The Catalina Sky Survey utilizes two wide-field survey telescopes and a dedicated follow-up telescope located in the Catalina Mountains north of Tucson. To detect NEOs, the team uses the two telescopes to take four images of selected portions of the sky roughly 10 minutes apart from one another.
Special software is then used to comb through the data to look for faint objects that appear to be moving across the sky in a straight line. Filters are applied to remove known asteroids and false detections. The results are then presented to an observer for verification. If an asteroid is suspected to qualify as an NEO, it is reported to the Smithsonian Institution in Washington for follow-up studies and analysis.

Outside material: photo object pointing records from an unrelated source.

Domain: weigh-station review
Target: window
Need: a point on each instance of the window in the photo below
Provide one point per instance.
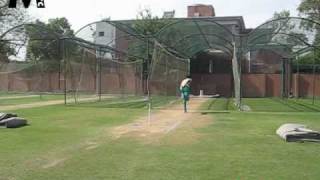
(210, 67)
(101, 34)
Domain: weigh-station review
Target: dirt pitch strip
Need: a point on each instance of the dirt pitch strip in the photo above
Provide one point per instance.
(163, 122)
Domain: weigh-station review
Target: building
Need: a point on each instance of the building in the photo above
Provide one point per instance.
(211, 70)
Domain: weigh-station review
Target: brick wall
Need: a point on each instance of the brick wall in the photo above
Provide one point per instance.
(201, 10)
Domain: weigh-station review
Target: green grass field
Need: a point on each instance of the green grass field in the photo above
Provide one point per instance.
(236, 145)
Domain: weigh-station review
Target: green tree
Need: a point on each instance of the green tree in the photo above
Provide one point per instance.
(311, 10)
(10, 18)
(45, 44)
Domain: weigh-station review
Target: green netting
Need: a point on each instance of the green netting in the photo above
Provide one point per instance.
(166, 72)
(111, 58)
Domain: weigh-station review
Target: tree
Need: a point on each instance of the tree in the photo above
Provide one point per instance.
(9, 18)
(311, 10)
(147, 25)
(45, 44)
(281, 14)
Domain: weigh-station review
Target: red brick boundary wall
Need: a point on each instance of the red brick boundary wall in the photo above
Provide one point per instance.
(253, 85)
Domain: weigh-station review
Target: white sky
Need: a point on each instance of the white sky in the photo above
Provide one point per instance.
(79, 13)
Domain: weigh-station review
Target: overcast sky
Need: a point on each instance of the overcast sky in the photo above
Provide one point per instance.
(80, 13)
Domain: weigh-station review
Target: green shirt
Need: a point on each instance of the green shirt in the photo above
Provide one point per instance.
(186, 92)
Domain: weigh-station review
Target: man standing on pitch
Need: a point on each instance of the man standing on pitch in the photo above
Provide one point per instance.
(185, 91)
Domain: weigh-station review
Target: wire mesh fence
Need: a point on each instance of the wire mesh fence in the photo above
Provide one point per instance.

Part of the new funds from NASA will be used to upgrade the camera on the 1.5-meter telescope on the summit of Mount Lemmon, enabling the observatory to cover more of the sky.
“When we began observing in 2000, our image sensor was 16 megapixels, which was large by any standard,” CSS co-investigator Steve Larson said in a statement. “Today, commonly available consumer digital cameras have surpassed that size, and we were reaching the limit of productivity with our current camera design.”
The new camera system is expected to increase the amount of sky the telescope can cover each month by four times.
“We believe this will translate into a nearly proportional increase in the number of discoveries we make each month,” Larson said.
The Catalina Sky Survey also spawned a spinoff project, called the Catalina Realtime Transient Survey, which uses the data to make observations of objects and events beyond just the search for asteroids.
“We image the entire sky every month with our telescope on Mt. Bigelow in partnership with colleagues at Caltech who had developed software to search for changes in the stationary cosmic objects,” Beshore said. “Almost as fast as we can acquire the data, they are able to detect changes in the brightness of stars and galaxies that can reveal important clues about objects millions of times farther away than the asteroids we search for.”